Gleichzeitig wurden die Monitore über dem Spielfeld im Stadion mit einer Lasershow und weihnachtlichen Bildern bespielt. Im Eingang stand ein großes Wohnmobil mit einem Glücksrad für die Kinder, bei dem sie ein kleines Liederheft "Weihnachten zu Hause" von der Evangelischen Kirche bekommen haben. Das Liederheft lag heute auch sämtlichen Tageszeitungen in Norddeutschland bei. Also insofern war das, glaube ich, eine schöne Stimmung,
DOMRADIO.DE: Hatten Sie Kontakt mit den Menschen, die sich haben impfen lassen oder in der Schlange standen und noch gewartet haben?
Müller-Brandes: Ja.

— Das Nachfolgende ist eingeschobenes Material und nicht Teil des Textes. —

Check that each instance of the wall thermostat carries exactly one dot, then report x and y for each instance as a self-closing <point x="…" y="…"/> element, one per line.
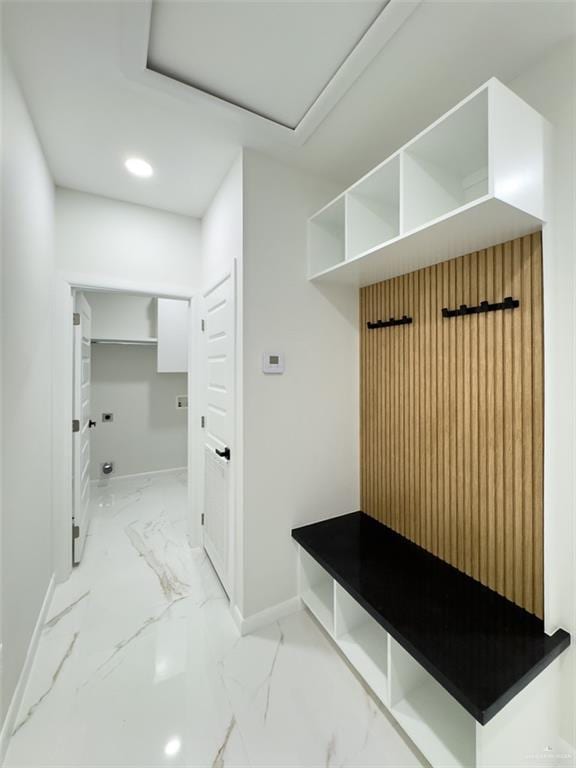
<point x="272" y="362"/>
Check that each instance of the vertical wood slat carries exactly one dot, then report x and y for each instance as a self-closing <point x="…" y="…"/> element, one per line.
<point x="452" y="416"/>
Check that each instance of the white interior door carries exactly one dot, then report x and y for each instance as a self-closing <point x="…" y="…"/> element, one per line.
<point x="82" y="424"/>
<point x="219" y="350"/>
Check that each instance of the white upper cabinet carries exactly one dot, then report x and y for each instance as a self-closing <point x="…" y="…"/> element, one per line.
<point x="473" y="179"/>
<point x="173" y="329"/>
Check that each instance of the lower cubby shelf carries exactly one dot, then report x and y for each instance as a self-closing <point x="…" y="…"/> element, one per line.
<point x="472" y="680"/>
<point x="363" y="641"/>
<point x="435" y="722"/>
<point x="317" y="591"/>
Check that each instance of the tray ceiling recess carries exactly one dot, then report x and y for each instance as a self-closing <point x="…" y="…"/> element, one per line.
<point x="278" y="65"/>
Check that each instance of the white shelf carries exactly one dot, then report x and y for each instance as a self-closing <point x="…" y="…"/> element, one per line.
<point x="326" y="237"/>
<point x="363" y="641"/>
<point x="319" y="601"/>
<point x="373" y="209"/>
<point x="317" y="590"/>
<point x="477" y="225"/>
<point x="135" y="342"/>
<point x="447" y="167"/>
<point x="435" y="722"/>
<point x="441" y="734"/>
<point x="471" y="180"/>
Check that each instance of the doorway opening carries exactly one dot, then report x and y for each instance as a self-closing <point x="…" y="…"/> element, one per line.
<point x="131" y="365"/>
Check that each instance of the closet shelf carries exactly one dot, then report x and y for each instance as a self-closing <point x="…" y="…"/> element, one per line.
<point x="126" y="342"/>
<point x="473" y="179"/>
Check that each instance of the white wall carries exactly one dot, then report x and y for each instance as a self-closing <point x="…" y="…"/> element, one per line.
<point x="27" y="270"/>
<point x="148" y="432"/>
<point x="301" y="429"/>
<point x="222" y="228"/>
<point x="549" y="87"/>
<point x="122" y="241"/>
<point x="122" y="316"/>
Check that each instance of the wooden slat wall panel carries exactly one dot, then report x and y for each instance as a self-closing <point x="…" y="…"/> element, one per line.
<point x="452" y="416"/>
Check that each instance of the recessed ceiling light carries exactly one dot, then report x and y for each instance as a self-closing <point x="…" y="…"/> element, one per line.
<point x="139" y="167"/>
<point x="172" y="747"/>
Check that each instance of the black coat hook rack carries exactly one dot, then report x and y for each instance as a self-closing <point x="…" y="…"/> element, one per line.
<point x="404" y="320"/>
<point x="484" y="306"/>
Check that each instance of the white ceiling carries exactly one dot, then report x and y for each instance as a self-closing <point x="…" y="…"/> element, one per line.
<point x="90" y="113"/>
<point x="273" y="58"/>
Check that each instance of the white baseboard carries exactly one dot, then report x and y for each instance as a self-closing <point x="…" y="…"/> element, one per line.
<point x="12" y="711"/>
<point x="269" y="615"/>
<point x="110" y="478"/>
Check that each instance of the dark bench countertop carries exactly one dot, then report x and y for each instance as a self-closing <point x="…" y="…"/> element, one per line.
<point x="479" y="646"/>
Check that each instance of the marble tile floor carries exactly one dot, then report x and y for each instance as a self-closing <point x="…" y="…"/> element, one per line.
<point x="140" y="663"/>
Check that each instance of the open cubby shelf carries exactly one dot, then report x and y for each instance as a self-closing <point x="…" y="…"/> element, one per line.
<point x="465" y="183"/>
<point x="443" y="653"/>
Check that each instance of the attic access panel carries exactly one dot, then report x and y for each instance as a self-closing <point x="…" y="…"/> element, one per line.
<point x="273" y="59"/>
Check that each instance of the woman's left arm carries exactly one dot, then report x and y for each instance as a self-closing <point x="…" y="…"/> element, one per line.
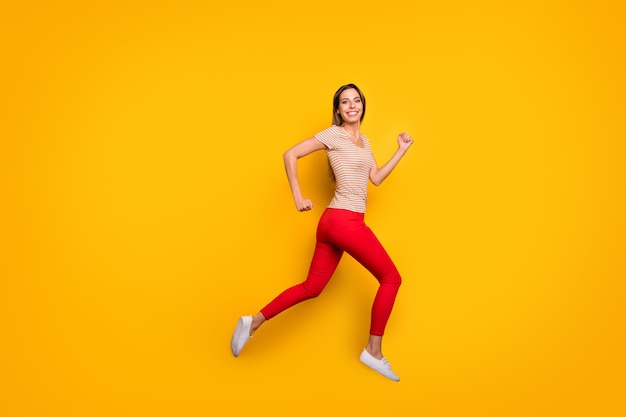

Wir hatten eine Etage für die Kinderklinik reserviert, das war ganz schön. Oben gibt es die VIP-Lounges, von denen aus man direkt auf das Stadion guckt, da waren die ganzen Kinder. Ich habe zum Beispiel mit einem vielleicht sechs Jahre alten Jungen gesprochen, der kam tatsächlich von 100 Kilometer entfernt angereist und sagte: "Ich bin ganz stolz. Ich freue mich auch, weil dann bin ich der erste in meiner Klasse, der geimpft ist."
DOMRADIO.DE: Der Hannover 96-Geschäftsführer,Martin Kind,hat die Aktion im Stadion ebenfalls unterstützt. Er hat gesagt, er finde es toll, dass der weihnachtliche Gedanke aufgenommen werden solle. Was hat denn das Impfen mit dem Weihnachtsgedanken zu tun?
Müller-Brandes: Ich glaube, in diesen Zeiten brauchen wir dringend eine frohe Nachricht. Ich werde morgen auf den Kanzeln stehen und davon erzählen. Das, was ich erzähle, zu tun, das hat gestern stattgefunden. Wir brauchen dringend einen Lichtblick in dieser Zeit und das war ein Lichtblick für ganz viele. Also wenn es uns gelingt, möglichst viele Menschen zu impfen, dann ist die Pandemie auch endlich mal schneller im Griff. Und dazu beizutragen ist genau richtig.
Wir als Kirche wollen bei den Sorgen, bei den Nöten der Menschen sein. Und das sind gerade die Nöte. Wir predigen nicht nur, sondern tun auch.
Das Interview führte Michelle Olion.